Thursday, March 8, 2012

On the Scotch and North British

I’m going through a funny phase of life just now. It’s my birthday next week and I’ll be half way near enough between the ages my mother and father died. I’ve also found out I may have a wee heart problem.
That would naturally put me into a reflective mood anyway but the prospect of war with Iran, the financial debacle world wide and the Scottish referendum give one a wider context in which to ponder.
Cards on the table time. I WILL vote YES for an independent Scotland. I don’t have to think about that, even though I have.
I am a Scot. Bald statement, not a lot of detail and so what?
What does that mean? Well I was born here and have lived in Scotland all my life. That isn’t even the surface of the story though. For me being a Scot isn’t just a statement it is a way of being. Scot ergo sum basically. It is visceral, elemental, metaphysical and rooted so deeply it is integral to my being.
I imagine many other people feel the same way about their country, though from first hand experience I can only say the Belgians do, as I’m married to one.
The thing is though, if you saw me you would think “archetype”. Big with what used to be a bushy red beard now much more white.
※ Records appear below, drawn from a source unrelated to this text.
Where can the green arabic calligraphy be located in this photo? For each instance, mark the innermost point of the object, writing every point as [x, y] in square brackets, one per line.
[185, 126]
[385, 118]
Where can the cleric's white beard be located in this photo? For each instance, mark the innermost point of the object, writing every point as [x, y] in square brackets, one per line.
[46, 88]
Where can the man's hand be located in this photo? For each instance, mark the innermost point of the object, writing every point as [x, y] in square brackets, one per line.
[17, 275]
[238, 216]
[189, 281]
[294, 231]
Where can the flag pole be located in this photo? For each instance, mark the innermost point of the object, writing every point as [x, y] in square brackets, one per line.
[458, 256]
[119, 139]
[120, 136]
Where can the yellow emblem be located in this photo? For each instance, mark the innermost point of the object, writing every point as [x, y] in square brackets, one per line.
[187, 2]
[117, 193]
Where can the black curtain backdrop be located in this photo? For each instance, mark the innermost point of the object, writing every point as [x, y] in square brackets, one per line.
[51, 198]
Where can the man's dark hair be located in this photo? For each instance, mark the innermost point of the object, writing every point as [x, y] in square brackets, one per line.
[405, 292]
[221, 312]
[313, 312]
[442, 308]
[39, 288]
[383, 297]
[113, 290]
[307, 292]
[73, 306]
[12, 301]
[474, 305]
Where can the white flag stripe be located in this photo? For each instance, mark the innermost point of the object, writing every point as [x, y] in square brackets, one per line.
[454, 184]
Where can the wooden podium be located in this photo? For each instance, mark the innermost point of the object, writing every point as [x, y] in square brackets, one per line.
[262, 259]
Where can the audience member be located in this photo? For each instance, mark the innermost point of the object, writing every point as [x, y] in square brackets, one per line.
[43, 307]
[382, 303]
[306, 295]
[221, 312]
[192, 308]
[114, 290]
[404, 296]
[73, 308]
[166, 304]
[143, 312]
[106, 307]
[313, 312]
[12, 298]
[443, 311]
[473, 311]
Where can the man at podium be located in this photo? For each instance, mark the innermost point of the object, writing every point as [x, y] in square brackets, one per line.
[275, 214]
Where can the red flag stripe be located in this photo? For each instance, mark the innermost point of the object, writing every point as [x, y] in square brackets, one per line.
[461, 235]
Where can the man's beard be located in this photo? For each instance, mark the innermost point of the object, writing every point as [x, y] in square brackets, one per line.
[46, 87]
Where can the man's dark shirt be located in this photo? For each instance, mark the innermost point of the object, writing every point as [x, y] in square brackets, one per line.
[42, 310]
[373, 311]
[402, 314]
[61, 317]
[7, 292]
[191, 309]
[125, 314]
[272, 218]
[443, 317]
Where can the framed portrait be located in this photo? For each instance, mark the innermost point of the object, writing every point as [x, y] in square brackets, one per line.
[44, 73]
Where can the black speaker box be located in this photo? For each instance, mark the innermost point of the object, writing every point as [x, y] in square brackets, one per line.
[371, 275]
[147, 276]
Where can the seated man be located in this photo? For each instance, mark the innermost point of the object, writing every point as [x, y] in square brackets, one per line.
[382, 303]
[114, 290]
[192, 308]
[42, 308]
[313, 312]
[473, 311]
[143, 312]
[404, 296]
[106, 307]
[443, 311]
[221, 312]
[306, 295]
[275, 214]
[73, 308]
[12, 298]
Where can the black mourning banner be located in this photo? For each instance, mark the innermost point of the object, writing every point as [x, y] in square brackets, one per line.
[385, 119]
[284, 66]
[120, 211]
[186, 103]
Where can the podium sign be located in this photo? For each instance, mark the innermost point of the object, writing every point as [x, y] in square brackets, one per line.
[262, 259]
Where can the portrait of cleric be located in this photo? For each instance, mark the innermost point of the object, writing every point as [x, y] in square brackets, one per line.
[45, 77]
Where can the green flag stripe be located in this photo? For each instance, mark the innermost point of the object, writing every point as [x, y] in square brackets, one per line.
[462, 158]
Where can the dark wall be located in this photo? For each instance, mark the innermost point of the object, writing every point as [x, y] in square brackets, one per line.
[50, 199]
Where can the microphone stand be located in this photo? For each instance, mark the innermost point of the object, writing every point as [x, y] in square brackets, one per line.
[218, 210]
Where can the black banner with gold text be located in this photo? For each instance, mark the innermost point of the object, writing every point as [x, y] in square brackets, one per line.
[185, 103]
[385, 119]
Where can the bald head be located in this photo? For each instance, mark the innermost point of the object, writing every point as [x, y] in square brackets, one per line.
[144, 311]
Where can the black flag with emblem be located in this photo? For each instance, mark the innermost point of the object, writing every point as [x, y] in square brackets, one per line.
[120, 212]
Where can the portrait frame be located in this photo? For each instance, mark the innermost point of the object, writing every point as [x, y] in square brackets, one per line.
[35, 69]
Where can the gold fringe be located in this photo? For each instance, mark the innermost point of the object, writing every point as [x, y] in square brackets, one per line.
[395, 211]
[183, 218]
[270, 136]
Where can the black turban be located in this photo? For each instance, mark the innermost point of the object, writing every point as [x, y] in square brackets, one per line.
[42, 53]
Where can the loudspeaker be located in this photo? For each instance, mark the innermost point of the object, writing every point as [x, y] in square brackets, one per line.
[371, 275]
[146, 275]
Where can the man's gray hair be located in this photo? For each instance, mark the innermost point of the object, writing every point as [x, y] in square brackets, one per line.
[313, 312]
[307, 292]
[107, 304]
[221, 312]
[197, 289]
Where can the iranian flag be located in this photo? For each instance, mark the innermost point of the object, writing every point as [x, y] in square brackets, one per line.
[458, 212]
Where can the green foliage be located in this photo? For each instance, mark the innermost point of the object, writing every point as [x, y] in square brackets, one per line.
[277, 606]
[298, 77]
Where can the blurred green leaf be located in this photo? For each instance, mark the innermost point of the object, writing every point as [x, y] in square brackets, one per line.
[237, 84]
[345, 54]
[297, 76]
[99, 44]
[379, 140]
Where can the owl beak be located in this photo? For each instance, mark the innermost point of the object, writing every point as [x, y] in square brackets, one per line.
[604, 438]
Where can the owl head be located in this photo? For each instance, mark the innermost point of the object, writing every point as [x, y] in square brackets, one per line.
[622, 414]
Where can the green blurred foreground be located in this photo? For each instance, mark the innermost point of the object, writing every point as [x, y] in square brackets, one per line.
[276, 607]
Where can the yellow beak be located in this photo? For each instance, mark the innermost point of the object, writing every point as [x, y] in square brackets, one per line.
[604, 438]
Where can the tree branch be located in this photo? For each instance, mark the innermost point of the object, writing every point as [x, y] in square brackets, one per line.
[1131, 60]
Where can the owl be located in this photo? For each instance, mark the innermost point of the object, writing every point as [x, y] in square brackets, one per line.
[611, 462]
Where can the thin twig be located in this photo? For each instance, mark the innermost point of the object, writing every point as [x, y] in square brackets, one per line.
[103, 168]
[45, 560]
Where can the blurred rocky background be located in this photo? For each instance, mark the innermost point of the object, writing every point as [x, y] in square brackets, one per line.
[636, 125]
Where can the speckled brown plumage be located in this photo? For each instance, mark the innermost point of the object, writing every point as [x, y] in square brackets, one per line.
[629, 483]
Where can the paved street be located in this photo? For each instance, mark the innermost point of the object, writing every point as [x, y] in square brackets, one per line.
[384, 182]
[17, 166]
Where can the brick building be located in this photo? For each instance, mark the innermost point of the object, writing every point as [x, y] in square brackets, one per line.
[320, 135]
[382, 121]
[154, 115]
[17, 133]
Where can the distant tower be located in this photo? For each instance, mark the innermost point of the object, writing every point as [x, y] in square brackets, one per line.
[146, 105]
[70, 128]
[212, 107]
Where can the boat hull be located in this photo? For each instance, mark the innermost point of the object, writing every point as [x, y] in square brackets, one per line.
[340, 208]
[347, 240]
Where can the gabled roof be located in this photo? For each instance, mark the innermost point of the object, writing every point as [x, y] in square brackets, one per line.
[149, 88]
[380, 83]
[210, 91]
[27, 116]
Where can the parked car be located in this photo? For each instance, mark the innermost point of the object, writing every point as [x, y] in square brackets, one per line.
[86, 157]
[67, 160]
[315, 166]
You would probably think “that explains it” but it doesn’t. We come in all shapes sizes and colours. Skin tone and descent don’t seem to matter anything like as much as instinct and thought pattern, and I have no idea why.
We are a small wind blasted country on the north west edge of Europe with basically crap weather and midges. If you think that statement is funny I challenge you to go to the West Highlands on a still summer evening and find out what hell is actually like.
You won’t laugh for long.
We have been oppressed and sold out by our own, as well as the neighbours, for centuries. And yet, we’ve kept our languages despite that. We’ve kept our national identity. We’ve kept the sense of not being the same.
We’ve been subjected to stereotype so many times it gets positively embarrassing. Braveheart might have been a good film but it wasn’t actually historically accurate. Harry Lauder was a deliberate character designed to make money and don’t get me started on Brigadoon!
Nowadays we are stereotyped as bigoted football fanatics. Yes there are some but from a population of 5 million, not that many.
This is despite the endless promotion of the idea through TV and radio. It seems to take no account of the fact that there are 35 million Scots born in the world today. We are a nation that got off our backsides and went out there to work. There is a long tradition of education then emigration for a better life.
One of the saddest parts of our story is that we also suffered ethnic cleansing and not that long ago. My great grandfather was cleared from Skye. His father is named on the Battle of the Braes monument in Glendale. That’s pretty damned close in real terms.
If you’ve never heard of any of that, it’s no surprise. It isn’t taught much though it should be. Even worse, there is a statue above Golspie to the first Duke of Sutherland who started the clearances to provide grazing for sheep.
PG Wodehouse said “ it is not difficult to differentiate between a ray of sunshine ad a Scotchman with a grudge”.
Well that is true but what I’ve just written isn’t meant as a moan. Rather it sets a backdrop against which we can list the good things. We produced poets of the stature of Burns and Sorley Maclean. Authors like Lewis Grassic Gibbon. Music of a complexity and beauty to take your breath away.
My family will roll their eyes but I learned English in school. I still think and react in Scots. Both Scots and Gaelic are still spoken and read.  Indeed, on one occasion visiting a relative in a Glasgow hospital I was asked by a nurse which language we had been speaking, the Scots was so broad.
There is a 700 year tradition of literacy and literature. Hamish Henderson dedicated his life to collecting and saving the songs of the people. The interest in this is starting to grow, especially among the children. The pride being demonstrated isn’t hollow. It’s backed by substance.
And now the referendum beckons. We have to decide if we as a people have the balls to take control of our own nation and take responsibility for the future.
When the parliaments combined in 1707, we were sold out to a promise of wealth and the glitter of a superior culture. We found out the hard way it wasn’t superior at all and wealth, as always, stayed with the wealthy.
That might have stayed true now with the City and American culture but again both in recent times have proved hollow and on shallow foundations.
We now have, as Nicola Sturgeon recently said, the means to provide a better future for our nation. I have no doubts we will make mistakes. I have no doubt we will get things wrong. Every country does. But they will be OUR mistakes. It will be US getting it wrong.
Do not be fooled by the London set. All the party leaders base their policies on what suits the City. Tory and Lib Dem would gladly see the back of us if England had secure water and oil. Labour know without Scotland it is unlikely they would gain power in England.  They have their own agendas and I suggest the wellbeing of the Scots doesn’t rank high on their priority list.
When you hear the bullshit and bluster, remember that is all it is.
Many people will write many things before the vote takes place, probably me too.
All I can urge is, before you vote, think it through. Don’t vote on your gut, and don’t vote along prescribed party lines. Vote for what you see as the best future for your children and grandchildren.
We have ONE chance just ONE CHANCE for freedom and if we do not take it I fear for our very existence as a people.